次に「CX-80」に用意されたエンジンですが「3.3Lの直列6気筒ディーゼル」、「3.3Lの直列6気筒ディーゼルのマイルドハイブリッド」、そして「ガソリン2.5Lの4気筒プラグインハイブリッド(PHEV)」の3種。ディーゼルエンジンには前輪駆動(以下、FF)と4WDモデルが用意されていますが、マイルドハイブリッドモデルとPHEVモデルは4WDのみとなっています。こうしたバリエーションは現時点で全18種類。2列目シートの作りが3タイプあったりします。
そしてもっとも気になる価格帯を見るとディーゼルエンジンモデルのXDの394万3500 円からガソリンエンジンのPHEVモデルの712万2500円 までと、かなりの幅がありますから、なかなかに悩ましい選択になりそうです。
そんな中からもっとも「CX-80らしい仕様ではないだろうか」ということでセレクトしたのはマイルドハイブリッドの「XD-HYBRID Premium Sports」、価格は632万5000円です。
プレミアムに入るモデルですから、さすがにエクステリアのデザインや質感、そして仕上げにおいてグレードによって大きく差を作るようなことはありません。CX-60より25cmほど全長が延びて、なだらかなルーフラインがさらに強調されたエクステリアは、バランスも良く好印象を受けました。そこにプレミアムスポーツ仕様に与えられたブラックペイントのホイールのお陰で足元が引き締まって見えます。
そんな外観の作り込みの良さをチェックしながら、ドライバーズシートに腰を下ろします。この時点で視界に入ってくる景色は弟分のCX-60と、違いがよく分かりません。同じプラットフォームを使っているのですから、Bピラーまでの前半分はほとんど同じ景観も仕方がないかもしれませんが、かと言って不満はありません。インパネもセンターコンソールも内張も、細部までキッチリと作り込まれているので、安っぽさやプラスチック感が勝っているような印象はほとんどありません。この上質なキャビンであれば、プレミアムSUVと呼ぶにふさわしい仕上がりだと思います。

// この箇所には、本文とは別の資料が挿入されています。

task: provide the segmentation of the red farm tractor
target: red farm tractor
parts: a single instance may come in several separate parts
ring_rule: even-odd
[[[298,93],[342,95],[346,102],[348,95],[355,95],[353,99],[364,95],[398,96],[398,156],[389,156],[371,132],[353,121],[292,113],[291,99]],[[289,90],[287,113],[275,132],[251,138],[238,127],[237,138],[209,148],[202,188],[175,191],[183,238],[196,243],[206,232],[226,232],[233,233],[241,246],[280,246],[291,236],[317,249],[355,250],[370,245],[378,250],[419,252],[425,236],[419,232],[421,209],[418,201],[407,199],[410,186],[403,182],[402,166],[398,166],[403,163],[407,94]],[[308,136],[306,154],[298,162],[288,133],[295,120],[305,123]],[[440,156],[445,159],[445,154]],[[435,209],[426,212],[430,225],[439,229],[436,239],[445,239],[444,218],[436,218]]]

ここで2列目のシートを見ると2人掛けシートです。つまり6人乗りです。普段、リアシートの使用頻度は高いが、3人が肩を寄せ合って窮屈に座ることは少ないなら、センターコンソールを備えた2人掛け2列目シートを選択。足元も広々としていて格段にプレミアム感は上がります。仮に4人以上が乗車するとなれば、予想以上に深く腰が掛けられる3列目にお願いしてみましょう。さすがにくつろぎ感たっぷりでロングドライブも楽々、とはいきませんが、空間設計をゼロから見直したと言うだけに、短距離ならば大きなストレスを感じることはないと思います。